Trifas-10 tablets 10 mg. №50


Tryphas is used for: essential hypertension; treatment and prevention of edema and effusion caused by heart failure; edema of renal or hepatic origin.



Composition and form of release
Active ingredient: torasemide.
Trifas is produced in the form of tablets (10 mg).
Pharmacological properties
It is a loop diuretic. In low doses, it has a weak diuretic, saluretic (increase the release of sodium and potassium salts) effect. At a higher dose, increases diuresis (dose-dependent).
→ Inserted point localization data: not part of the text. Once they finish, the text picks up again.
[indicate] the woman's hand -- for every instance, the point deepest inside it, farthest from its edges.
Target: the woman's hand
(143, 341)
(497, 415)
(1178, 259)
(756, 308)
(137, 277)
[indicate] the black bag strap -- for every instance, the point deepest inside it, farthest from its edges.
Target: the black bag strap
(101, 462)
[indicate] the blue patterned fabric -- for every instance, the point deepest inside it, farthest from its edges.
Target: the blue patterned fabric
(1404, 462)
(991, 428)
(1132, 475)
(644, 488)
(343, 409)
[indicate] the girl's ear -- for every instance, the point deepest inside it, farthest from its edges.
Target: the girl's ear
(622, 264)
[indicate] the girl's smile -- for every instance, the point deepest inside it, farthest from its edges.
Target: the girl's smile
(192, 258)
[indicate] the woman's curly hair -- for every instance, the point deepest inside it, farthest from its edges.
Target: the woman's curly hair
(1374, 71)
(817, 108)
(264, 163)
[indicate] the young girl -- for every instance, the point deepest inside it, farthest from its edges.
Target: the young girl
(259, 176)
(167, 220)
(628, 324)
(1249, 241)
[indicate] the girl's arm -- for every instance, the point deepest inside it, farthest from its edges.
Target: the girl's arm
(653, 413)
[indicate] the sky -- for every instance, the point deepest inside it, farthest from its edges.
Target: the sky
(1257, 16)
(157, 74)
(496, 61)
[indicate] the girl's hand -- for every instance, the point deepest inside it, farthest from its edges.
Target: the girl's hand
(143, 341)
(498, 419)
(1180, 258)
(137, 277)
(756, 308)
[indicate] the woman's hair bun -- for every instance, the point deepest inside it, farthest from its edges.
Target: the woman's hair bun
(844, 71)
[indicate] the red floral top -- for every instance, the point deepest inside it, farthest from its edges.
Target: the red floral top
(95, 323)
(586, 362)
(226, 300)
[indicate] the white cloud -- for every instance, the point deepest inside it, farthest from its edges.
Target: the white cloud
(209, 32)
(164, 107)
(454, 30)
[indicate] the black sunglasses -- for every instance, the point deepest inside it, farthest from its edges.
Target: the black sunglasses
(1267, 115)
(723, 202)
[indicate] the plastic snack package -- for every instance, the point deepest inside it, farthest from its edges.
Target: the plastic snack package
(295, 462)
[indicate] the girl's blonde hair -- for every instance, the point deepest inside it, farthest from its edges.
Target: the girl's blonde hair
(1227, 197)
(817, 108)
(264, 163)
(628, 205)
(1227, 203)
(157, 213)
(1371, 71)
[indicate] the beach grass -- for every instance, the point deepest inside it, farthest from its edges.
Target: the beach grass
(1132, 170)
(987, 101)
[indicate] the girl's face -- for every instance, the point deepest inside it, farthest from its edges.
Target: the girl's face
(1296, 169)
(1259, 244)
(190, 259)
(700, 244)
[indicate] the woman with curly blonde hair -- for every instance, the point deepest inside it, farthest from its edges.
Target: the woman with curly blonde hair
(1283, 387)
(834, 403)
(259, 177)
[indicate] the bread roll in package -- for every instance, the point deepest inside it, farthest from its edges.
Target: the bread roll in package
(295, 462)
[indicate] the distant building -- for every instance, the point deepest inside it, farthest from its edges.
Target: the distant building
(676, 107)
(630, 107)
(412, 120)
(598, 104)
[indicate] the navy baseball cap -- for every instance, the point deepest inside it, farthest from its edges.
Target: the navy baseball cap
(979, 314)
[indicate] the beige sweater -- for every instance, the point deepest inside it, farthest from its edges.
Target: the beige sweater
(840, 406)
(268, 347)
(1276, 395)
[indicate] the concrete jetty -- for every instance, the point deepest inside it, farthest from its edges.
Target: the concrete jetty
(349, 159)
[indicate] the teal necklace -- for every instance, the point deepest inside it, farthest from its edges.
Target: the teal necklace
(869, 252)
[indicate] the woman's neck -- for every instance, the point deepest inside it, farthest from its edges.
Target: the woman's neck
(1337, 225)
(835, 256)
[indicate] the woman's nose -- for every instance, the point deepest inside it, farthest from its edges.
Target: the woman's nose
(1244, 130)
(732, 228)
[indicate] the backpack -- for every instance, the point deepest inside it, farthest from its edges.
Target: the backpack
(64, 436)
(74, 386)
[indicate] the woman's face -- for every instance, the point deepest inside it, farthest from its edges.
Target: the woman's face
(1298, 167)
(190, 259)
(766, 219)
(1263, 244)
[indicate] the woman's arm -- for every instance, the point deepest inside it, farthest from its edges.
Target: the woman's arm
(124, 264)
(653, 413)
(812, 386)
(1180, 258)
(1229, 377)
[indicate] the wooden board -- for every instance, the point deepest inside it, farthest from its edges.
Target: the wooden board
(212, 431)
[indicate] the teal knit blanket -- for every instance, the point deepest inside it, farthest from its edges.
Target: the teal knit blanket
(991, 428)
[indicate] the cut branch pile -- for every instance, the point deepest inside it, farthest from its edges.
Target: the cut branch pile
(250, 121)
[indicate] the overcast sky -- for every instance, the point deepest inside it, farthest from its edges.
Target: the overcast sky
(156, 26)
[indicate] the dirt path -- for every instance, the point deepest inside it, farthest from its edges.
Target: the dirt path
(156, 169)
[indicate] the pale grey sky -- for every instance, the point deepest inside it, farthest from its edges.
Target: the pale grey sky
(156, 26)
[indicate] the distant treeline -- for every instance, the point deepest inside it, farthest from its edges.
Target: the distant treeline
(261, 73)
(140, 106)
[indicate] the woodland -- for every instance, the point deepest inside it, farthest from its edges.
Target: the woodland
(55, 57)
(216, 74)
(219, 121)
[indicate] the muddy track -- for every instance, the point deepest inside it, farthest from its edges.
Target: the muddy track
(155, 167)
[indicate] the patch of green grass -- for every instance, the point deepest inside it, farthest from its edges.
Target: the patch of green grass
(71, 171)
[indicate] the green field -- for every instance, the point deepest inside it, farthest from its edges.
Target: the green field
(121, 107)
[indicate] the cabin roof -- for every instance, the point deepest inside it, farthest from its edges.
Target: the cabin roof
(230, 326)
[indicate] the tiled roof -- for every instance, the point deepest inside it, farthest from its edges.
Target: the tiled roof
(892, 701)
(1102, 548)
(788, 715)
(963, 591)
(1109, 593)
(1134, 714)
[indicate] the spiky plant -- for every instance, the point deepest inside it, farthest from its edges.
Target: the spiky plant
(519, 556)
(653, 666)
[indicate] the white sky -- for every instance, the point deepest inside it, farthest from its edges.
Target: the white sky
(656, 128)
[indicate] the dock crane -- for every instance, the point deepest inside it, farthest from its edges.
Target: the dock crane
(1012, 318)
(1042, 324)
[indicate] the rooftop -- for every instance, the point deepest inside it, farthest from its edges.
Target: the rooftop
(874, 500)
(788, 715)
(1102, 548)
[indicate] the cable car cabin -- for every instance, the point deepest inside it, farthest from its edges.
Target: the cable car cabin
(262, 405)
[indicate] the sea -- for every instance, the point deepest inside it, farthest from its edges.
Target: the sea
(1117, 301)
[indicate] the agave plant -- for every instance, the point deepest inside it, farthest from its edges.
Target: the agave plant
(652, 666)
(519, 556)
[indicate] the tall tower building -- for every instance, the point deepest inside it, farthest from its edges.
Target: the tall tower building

The main mechanism of the diuretic action is associated with reversible binding to the Na + / 2Cl- / K + cotransporter in the apical section of Henle’s loop, as a result of which renal reabsorption of sodium and chlorine ions is inhibited, the excretion of potassium, magnesium, bicarbonates is stimulated for the second time, and calcium excretion decreases.
Trifas is prescribed for the treatment of edema and / or effusion caused by cardiac insufficiency.
You can not appoint Trifas:

  • with intolerance to the components of the drug;
  • with intolerance to sulfonylurea preparations;
  • with renal failure with anuria;
  • with hepatic coma / precoma;
  • with arterial hypotension;
  • with hypovolemia;
  • with hyponatremia;
  • with hypokalemia;
  • in acute urinary disorders (for example, due to prostate hypertrophy);
  • when breastfeeding;
  • children.

Application during pregnancy and lactation
During pregnancy, Trifas is used only for health reasons.
This medicine is not used during breastfeeding.
Method of administration and dosage
Trifas is administered orally (inside) on an empty stomach.
For adults, treatment begins with a single dose of 5 mg per day (half a tablet). If the therapeutic effect is insufficient, a single dose is increased to 10 mg. In case of insufficient effectiveness, short-term therapy (up to three days) can be applied using a dose of 20 mg per day.
It is forbidden to exceed the maximum daily dose of 200 mg.
Patients with insufficient liver and / or kidney function need dose adjustment (possibly an increase in the concentration of the active substance in the blood).
An overdose of Trifas may be accompanied by increased diuresis, electrolyte imbalance, drowsiness, amentive syndrome (confusion, incoherence of speech, chaotic movements), symptomatic arterial hypotension, cardiovascular insufficiency, digestive disorders.
Overdose treatment: dose reduction or drug withdrawal, fluid and electrolyte replacement (after appropriate control).
Side effects:

  • Metabolic disorders: metabolic alkalosis, muscle spasms, hyperuricemia, hyperglycemia, hypercholesterolemia, hypertriglyceridemia, hypokalemia, disturbances in water and electrolyte balance (hypovolemia, hyponatremia, hypokalemia).
  • Cardiovascular disorders: thrombosis, arterial hypotension, cerebral / cardiac ischemia, syncope, angina pectoris, cardiac arrhythmias, acute myocardial infarction.
  • Digestive disorders: flatulence, loss of appetite, stomach pain, diarrhea, nausea / vomiting, constipation, pancreatitis.
  • Urinary disorders: hypercreatininemia, urinary retention, urge to urinate.
  • Hepatobiliary disorders: increased blood levels of γ-glutamyl transpeptidase.
  • Hematological disorders: thrombocytopenia, erythrocytopenia, leukocytopenia.
  • Dermatological disorders: allergic reactions (exanthema, pruritus, photosensitivity).

Storage conditions and periods
Does not require special storage conditions. The shelf life of Trifas is five years. Parents need to keep their children safe by limiting their access to medicines.